The tragicomic universe of French director Arnaud Desplechin thrives on the messy collisions between old friends and new lovers, selfish parents and resentful children, unrequited love and long-simmering jealousy, classical music and hip-hop, madness and genius. In his best films, he seems to squeeze all of life’s unruly pains, pleasures and lunacies into the boundaries of a single, sprawling celluloid canvas. And Desplechin’s latest, A Christmas Tale, which kicks off a six-film retrospective co-presented by AFI Fest and the Los Angeles County Museum of Art, is no exception. Taking the director’s career-spanning interest in families — the ones we’re born into and the ones we make for ourselves — to the cellular level, A Christmas Tale unfolds during the chaotic holiday reunion of an extended clan whose matriarch (a regal Catherine Deneuve) has recently been diagnosed with degenerative bone cancer. A marrow transplant is her only hope of survival; children and grandchildren, nieces and nephews are all potential donors. Unlike the typical Hollywood variation on this story, however, the looming specter of death serves not as a panacea for the healing of old family wounds. It is, instead, a reason to pick away at old scabs, to dig toward the very DNA of human relations.
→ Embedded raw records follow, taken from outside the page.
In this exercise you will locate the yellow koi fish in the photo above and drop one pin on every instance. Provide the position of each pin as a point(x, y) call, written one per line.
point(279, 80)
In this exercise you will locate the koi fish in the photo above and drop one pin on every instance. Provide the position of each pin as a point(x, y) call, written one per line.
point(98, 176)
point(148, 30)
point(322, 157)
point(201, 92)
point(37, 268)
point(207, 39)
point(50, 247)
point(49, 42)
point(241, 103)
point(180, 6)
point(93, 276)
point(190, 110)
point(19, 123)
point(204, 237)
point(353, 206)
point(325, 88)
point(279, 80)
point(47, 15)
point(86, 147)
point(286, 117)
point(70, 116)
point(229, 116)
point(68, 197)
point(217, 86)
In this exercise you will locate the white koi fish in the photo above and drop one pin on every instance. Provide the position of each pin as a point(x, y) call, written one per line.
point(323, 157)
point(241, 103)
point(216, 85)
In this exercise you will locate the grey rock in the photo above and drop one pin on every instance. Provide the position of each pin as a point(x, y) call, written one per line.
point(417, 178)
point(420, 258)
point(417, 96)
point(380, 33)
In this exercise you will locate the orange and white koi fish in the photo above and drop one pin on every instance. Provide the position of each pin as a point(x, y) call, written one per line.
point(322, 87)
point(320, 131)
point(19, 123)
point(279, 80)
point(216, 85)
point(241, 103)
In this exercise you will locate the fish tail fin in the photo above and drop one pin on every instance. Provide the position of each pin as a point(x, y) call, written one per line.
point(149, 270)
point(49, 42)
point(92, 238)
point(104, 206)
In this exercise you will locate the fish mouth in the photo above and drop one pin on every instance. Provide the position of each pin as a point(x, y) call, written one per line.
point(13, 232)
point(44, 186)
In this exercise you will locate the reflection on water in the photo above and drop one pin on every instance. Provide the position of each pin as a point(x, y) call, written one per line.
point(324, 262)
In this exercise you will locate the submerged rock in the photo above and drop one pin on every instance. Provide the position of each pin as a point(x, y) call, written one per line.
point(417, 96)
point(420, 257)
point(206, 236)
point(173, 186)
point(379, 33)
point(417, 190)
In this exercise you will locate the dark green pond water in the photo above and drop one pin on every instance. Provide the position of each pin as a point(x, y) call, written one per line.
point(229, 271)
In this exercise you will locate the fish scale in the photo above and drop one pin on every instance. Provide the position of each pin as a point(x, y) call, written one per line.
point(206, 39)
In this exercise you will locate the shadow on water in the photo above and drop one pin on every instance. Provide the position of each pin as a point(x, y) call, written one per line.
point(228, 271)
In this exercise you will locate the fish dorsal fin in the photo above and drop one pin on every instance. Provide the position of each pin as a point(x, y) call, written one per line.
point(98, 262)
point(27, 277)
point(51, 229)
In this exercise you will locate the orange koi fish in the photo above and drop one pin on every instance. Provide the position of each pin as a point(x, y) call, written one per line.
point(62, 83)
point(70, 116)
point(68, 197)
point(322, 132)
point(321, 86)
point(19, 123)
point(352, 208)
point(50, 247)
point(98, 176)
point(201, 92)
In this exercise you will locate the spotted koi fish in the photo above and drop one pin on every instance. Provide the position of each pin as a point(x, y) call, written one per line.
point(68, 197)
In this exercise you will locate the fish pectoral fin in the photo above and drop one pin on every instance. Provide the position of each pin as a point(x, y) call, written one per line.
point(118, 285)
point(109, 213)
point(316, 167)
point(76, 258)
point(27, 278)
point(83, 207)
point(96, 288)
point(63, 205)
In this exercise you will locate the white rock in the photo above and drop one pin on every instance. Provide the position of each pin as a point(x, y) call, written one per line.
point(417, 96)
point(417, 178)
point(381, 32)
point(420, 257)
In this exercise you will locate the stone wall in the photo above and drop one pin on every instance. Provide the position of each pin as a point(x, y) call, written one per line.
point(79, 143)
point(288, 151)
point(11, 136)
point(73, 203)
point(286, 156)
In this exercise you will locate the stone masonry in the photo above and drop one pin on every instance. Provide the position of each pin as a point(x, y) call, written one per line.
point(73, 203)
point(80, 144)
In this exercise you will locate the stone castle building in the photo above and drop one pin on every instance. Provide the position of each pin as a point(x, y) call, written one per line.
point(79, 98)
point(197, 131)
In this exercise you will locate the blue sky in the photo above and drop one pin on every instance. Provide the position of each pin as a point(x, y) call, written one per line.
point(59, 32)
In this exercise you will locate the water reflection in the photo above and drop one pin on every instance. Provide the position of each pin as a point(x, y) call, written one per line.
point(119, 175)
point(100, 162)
The movie brings Desplechin full circle, in a way, from his exquisite, medium-length film, La Vie des Morts (1991), which focused on another family reunion in the wake of tragedy — the suicide attempt (complete with frequent close-ups on an x-ray of a bullet lodged in a human brain) of a seemingly happy, popular young man. Born in 1960 and a graduate of the French film school FEMIS, Desplechin made his feature debut with La Sentinelle (1992), an existential thriller about a Parisian medical student who discovers a severed human head in his suitcase. But his international breakthrough came with My Sex Life … or How I Got Into an Argument (1996), an expansive ensemble comedy whose philosophy-student protagonist, Paul Dedalus (Mathieu Amalric), embarks on a journey of such extraordinary ordinariness as to rival that of his literary namesake. If that film provides the recognizable template for both A Christmas Tale and the previous Kings and Queen (2005), Desplechin can hardly be accused of predictability: Esther Khan (2000), an uneven but often glorious English-language period piece about a young Jewish woman’s rise from East End garment worker to West End stage star, threw even some of the director’s professed admirers for a loop. An even more radical departure, the subsequent Playing “In the Company of Men” (2003) — missing from this series due to print availability — juxtaposed an adaptation of the titular Edward Bond play with scenes of the actors rehearsing their roles. Local audiences will, however, have their first chance to see L’Aimée, a 2007 documentary in which Desplechin prevails upon his father, Robert, to help him reconstruct the life of his paternal grandmother, Thérèse, who died when Robert was an infant. So the subject is family again — this time, none other than Desplechin’s own. L’Aimee and La Vie des Morts screen Sun., Nov. 2, 12:45 p.m. at ArcLight Hollywood; A Christmas Tale screens Sun., Nov. 2, 6:45 p.m. at ArcLight Hollywood and Fri., Nov. 7, 7:30 p.m. at LACMA; Esther Khan screens Tues., Nov. 4, 7:30 p.m. at LACMA; Kings and Queen screens Sat., Nov. 1, 7:30 p.m. at LACMA; My Sex Life … screens Fri., Oct. 31, 7:30 p.m. at LACMA; La Sentinelle screens Mon., Nov. 3, 7:30 p.m. at LACMA.